Pastor Gil Monrose, a Nyack alum who is now the head of the mayor’s faith outreach office, said he was deeply shaped by his Christian education and the fact that it took place in the city. After he graduated from Nyack, he got a degree at Alliance Theological Seminary (which is working to remain open) and worked with a community initiative to combat gun violence.

“Losing that ability to be able to go to school in the same area in which you want to do ministry—I think that is a loss,” he said.

As mayor Eric Adams’s representative at religious events around New York, Monrose, also the pastor of Mt. Zion Church of God 7th Day, visits many different faith communities. He has learned that if he mentions that he’s a Nyack graduate, he’ll always find one or two others in the room.

He recalls that the school’s diverse makeup was invigorating when he went there. It felt special. When Alliance closed, the student population was 34 percent Latino, 30 percent Black, 11 percent international, and 9 percent Asian American.

“The Black community and the Latino community, even the Asian American and Pacific Islander community—we were the majority,” Monrose said. “It was really minority students leading the charge. … That’s a big loss for the generation that is coming up.”

At the end of August, Alliance University held its last commencement ceremony—and a final farewell—at Bethel Gospel Assembly, a historic Black church in Harlem.

The senior pastor, bishop Carlton Brown, has graduate degrees from Nyack and a doctorate from Alliance Theological Seminary. Brown said that in his congregation, he can list four church leaders who have Alliance degrees, including longtime Bethel member Kyoko Uchiki, who recently graduated and is preparing for ordination, with plans to lead a Japanese ministry in the city. Brown estimates about 20 other graduates of the school attend the church.

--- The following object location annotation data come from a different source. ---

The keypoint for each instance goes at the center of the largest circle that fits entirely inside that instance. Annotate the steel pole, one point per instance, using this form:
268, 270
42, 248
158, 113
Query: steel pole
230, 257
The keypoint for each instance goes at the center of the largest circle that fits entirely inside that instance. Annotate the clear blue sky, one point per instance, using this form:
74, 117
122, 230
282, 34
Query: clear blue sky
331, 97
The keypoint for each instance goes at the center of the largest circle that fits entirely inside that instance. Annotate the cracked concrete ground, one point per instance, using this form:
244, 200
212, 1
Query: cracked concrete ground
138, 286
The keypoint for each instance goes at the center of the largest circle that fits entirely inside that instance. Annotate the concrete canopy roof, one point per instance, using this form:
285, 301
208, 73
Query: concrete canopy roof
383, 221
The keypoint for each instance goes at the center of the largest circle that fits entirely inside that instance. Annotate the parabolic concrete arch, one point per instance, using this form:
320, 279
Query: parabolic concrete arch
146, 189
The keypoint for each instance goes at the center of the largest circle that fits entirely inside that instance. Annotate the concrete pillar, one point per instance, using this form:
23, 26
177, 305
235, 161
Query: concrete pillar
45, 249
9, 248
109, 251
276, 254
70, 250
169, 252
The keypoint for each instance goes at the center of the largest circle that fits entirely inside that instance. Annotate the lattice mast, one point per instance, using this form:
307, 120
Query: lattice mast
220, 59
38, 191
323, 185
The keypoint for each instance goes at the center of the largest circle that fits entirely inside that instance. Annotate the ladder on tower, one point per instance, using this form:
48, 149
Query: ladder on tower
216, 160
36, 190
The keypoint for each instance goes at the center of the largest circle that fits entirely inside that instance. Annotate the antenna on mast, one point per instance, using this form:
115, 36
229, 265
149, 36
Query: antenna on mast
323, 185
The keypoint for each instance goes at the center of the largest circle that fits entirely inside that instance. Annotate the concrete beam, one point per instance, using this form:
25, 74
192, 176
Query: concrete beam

“It was a wonderful experience for me,” he said. The school helped him develop a “sound theology” that traced the “redemptive message from Genesis to Revelation.” The curriculum was about “not just head knowledge, but practical application—classes on social justice and the church being active in the communities.”

He said there were “a lot of tears” at the final commencement ceremony.

Still, everything has its season.

“It’s leaving a gap,” Brown said, “but I think folks will find a way.”

The growth of online education may give some New Yorkers other options. Schools including Gordon-Conwell Theological Seminary have been reaching out to prospective students.

One remaining evangelical institution in the New York metro area is Pillar College in Newark, about a half hour from the city, which is one of the schools that has agreed to take Alliance transfer students. Wayne Dyer, a vice president at the school, said some are planning to transfer there for the fall semester.

Prospective students looking for an urban context will have other options, too. Los Angeles has Biola, Azusa Pacific, Hope International, and Vanguard. Chicago has Moody and North Park. Boston has Eastern Nazarene and Sattler.

Shirley Hoogstra, president of the CCCU, said the closure of any school is sad and hurts its community. But that doesn’t mean evangelical schools won’t be contributing to New York City.

“Are there graduates from all 150 CCCU members, counting Canada, remaining in New York City? There are hundreds of them,” she said. “Christian colleges are sending people to New York City to work, a countermeasure to the fact that these two campuses are not going to be operating.”

But to those who were near the New York communities that have now vanished, the costs of their demise don’t seem easy to calculate. They say it will take a while to see all the holes the schools are leaving in the life of the city.

Ed Morgan, former CEO of the Bowery Mission, knew and worked with King’s grads at Bowery and elsewhere in the city. The students had a “uniquely mature worldview,” he said, and a liberal arts education that prepared many for ministry. It’s hard to think that flow of student volunteers will just stop.

“This is not just another Christian college closing,” he said. “It’s more of a major loss than many realize.”

Emily Belz is a CT staff writer who lives in New York City.